The same could be said of canning and freezing food. I DO remember helping my mom can – very vividly – and just as vividly I remember the complaining I did (sorry, Mom!). However, once I got married to a man who loved to garden, and was very good at growing things, I began viewing those long summer days in the kitchen with hot jars and fresh food in a whole new light.  

As I began to put up jars and jars of food, I realized just how much of that knowledge had seeped into my brain from all those years ago and all those days in the kitchen working side by side with my mother. I can't tell you how many times I called my mom to say, "Even though I griped a lot, thanks for teaching me how to can."

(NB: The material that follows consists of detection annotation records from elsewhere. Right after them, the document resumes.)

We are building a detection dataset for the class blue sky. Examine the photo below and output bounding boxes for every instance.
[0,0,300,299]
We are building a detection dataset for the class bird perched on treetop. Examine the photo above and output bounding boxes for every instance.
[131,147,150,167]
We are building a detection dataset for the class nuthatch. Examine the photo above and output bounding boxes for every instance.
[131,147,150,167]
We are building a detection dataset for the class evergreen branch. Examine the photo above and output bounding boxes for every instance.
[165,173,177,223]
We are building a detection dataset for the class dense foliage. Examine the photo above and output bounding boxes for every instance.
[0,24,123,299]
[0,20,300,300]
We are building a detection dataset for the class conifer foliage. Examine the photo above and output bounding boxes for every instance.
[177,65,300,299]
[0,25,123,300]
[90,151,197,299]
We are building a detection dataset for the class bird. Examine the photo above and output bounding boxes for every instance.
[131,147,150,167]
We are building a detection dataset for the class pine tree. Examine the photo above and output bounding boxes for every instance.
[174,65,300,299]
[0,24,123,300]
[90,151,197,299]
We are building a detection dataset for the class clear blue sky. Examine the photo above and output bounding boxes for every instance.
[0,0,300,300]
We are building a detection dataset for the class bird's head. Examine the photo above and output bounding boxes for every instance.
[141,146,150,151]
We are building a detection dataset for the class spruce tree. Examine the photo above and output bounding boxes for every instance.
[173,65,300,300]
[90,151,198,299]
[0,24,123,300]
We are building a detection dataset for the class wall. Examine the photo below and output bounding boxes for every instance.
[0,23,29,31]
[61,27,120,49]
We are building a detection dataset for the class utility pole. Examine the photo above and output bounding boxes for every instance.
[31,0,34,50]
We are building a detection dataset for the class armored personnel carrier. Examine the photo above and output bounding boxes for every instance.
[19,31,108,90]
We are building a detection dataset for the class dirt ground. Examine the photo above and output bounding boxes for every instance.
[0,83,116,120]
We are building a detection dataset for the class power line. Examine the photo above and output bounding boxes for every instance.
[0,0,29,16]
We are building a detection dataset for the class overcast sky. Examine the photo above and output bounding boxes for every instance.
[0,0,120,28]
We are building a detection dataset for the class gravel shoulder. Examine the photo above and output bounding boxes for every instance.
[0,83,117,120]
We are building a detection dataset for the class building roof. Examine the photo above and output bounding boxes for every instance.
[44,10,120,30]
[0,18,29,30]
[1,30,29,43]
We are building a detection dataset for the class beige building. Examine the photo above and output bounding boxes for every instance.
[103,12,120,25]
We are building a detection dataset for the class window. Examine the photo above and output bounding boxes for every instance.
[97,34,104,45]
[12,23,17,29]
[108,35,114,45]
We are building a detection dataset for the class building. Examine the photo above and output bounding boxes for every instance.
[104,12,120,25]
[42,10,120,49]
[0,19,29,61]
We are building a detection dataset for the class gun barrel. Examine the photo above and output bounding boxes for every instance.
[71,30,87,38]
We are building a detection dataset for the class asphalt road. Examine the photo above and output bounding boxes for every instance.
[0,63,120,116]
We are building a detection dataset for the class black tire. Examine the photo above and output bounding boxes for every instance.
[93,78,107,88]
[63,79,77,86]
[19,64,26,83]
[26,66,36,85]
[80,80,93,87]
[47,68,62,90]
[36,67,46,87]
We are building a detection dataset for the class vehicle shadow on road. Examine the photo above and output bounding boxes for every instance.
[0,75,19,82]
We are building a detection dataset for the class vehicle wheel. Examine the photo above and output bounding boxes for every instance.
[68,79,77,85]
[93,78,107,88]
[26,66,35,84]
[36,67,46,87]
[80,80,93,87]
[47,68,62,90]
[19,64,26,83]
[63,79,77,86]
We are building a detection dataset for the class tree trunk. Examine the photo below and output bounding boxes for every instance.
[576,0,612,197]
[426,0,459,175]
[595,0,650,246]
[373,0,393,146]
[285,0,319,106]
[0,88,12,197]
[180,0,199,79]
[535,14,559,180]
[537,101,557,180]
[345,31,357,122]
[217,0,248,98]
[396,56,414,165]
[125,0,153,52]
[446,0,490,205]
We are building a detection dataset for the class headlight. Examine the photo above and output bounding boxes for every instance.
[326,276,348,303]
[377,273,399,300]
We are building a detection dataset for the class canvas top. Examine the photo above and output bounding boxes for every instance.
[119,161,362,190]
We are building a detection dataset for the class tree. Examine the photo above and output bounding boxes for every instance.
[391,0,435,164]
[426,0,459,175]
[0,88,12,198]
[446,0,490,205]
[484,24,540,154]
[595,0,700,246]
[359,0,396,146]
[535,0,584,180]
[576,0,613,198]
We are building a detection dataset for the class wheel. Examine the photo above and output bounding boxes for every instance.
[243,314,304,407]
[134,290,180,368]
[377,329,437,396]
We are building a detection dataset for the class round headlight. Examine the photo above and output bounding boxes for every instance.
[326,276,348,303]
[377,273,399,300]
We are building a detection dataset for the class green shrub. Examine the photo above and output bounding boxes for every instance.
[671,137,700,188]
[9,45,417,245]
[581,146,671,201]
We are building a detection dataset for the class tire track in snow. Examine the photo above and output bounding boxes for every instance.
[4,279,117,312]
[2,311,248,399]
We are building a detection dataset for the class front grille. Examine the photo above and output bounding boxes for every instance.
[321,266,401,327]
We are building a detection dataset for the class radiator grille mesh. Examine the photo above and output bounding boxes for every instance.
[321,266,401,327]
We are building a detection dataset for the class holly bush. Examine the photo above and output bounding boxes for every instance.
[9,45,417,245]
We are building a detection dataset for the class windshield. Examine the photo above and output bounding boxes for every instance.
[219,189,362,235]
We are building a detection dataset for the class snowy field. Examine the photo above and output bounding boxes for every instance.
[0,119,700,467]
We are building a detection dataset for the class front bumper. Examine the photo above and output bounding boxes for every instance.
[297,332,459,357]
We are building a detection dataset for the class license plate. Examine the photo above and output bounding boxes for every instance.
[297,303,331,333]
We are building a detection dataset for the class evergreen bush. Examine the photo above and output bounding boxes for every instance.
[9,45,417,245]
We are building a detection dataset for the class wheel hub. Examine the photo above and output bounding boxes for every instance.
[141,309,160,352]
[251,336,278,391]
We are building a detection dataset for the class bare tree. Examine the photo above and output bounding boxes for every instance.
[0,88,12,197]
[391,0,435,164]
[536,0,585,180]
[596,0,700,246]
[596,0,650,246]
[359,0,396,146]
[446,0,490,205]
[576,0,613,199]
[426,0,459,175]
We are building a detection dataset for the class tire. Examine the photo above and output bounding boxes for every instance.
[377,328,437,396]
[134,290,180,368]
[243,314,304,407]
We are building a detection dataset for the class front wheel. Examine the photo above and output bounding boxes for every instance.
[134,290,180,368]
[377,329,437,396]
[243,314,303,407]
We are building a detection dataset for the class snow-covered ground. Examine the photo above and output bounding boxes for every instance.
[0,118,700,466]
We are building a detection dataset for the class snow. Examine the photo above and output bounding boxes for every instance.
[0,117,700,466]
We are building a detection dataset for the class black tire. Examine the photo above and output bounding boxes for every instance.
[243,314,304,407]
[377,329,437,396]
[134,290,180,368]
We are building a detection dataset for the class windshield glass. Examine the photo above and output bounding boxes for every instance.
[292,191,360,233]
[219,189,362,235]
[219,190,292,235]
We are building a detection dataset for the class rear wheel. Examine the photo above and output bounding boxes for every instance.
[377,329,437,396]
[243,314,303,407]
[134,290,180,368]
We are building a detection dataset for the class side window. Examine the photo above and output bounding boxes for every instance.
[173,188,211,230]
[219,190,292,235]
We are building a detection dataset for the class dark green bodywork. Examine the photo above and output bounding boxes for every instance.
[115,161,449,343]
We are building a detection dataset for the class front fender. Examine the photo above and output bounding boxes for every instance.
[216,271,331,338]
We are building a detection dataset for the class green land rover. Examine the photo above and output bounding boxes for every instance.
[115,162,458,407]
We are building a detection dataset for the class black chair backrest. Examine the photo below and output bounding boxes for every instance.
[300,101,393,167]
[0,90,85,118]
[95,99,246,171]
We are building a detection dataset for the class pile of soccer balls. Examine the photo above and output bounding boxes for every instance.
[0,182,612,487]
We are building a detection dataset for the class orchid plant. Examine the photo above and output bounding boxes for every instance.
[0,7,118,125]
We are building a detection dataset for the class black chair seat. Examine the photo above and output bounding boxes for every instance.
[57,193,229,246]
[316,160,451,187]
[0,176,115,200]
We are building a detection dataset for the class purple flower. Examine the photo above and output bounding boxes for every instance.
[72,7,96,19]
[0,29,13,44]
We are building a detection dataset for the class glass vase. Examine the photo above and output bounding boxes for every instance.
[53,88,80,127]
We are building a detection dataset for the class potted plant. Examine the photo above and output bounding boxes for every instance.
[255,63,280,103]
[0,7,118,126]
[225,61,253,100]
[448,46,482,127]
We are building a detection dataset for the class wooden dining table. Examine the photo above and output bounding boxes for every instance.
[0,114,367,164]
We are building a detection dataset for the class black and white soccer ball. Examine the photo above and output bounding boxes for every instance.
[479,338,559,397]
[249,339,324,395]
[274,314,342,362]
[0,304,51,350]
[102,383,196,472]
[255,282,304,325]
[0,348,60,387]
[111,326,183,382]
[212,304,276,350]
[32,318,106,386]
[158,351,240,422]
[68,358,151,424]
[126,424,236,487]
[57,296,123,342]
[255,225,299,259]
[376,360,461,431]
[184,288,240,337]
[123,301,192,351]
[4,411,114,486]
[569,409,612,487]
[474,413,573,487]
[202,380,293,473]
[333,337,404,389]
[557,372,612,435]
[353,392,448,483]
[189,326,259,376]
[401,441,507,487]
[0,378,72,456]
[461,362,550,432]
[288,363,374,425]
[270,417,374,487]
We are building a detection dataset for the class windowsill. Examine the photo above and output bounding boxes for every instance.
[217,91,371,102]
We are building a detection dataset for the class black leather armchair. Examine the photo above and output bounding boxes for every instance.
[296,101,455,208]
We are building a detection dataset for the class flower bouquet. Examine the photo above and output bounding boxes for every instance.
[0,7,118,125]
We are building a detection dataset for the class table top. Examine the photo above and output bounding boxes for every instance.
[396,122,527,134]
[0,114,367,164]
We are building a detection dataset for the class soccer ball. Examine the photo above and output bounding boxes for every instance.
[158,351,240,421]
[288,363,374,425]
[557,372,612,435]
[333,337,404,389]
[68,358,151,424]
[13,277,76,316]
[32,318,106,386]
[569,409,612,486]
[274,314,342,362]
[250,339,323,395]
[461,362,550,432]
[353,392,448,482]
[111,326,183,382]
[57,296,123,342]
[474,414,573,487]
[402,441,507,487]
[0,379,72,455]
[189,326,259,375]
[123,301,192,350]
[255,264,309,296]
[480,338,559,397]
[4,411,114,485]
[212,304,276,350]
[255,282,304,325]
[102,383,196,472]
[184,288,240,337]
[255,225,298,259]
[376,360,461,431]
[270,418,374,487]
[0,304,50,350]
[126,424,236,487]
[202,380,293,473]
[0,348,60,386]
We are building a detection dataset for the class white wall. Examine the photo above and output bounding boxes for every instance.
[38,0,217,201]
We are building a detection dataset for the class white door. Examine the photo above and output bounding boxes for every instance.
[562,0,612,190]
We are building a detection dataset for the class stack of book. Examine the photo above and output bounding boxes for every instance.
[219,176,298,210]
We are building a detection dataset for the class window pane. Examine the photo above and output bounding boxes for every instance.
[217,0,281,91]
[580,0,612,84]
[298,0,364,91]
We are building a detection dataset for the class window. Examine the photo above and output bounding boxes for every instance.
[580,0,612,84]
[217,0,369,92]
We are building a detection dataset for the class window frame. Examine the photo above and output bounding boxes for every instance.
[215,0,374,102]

Interestingly, over the years, I have taught quite a few friends how to can as well - people who weren't as blessed as I was to have a mother well versed in the ways of canning and freezing.

My youngest canning beans.  My youngest filling jars with beans.

In my opinion, it is very important to pass along this knowledge. I want all four of my children – both boys and girls – to have a basic knowledge of canning, dehydrating, freezing and other preservation methods for their future.

I have already seen my children can green beans and freeze corn by themselves, start to finish. It was a teary moment – as well as a Kodak one! – while I was on the phone with my mother, sharing the moment when her youngest granddaughter was canning green beans and letting her know how what she taught me had been passed to another generation to be preserved.

This is just one of the many things I want to pass down to another generation. What knowledge do you want to share, or have you passed along, to your children so that it can be preserved for the future generations? Let me know in the comments below.

Until next time,
Amy

nebraskadave
3/15/2015 8:54:54 AM

Amy, I can't really remember my Mom canning but the outside cellar was always filled with jars of canned food. I suspect it was done while I was in school. My knowledge of canning and freezing has been gleaned from many years of reading about it in magazines and books. It's not my favorite thing to do and like you husband, I just like growing it and giving it away. I do keep some for myself but very little goes into the storage room. The thrill is in the growing and not the preserving for me. I haven't really tried drying but I've read that it's not hard and of course the best part is, it doesn't heat up the kitchen. Maybe some day I'll get more into preserving but no desire yet. ***** Have a great children teaching day.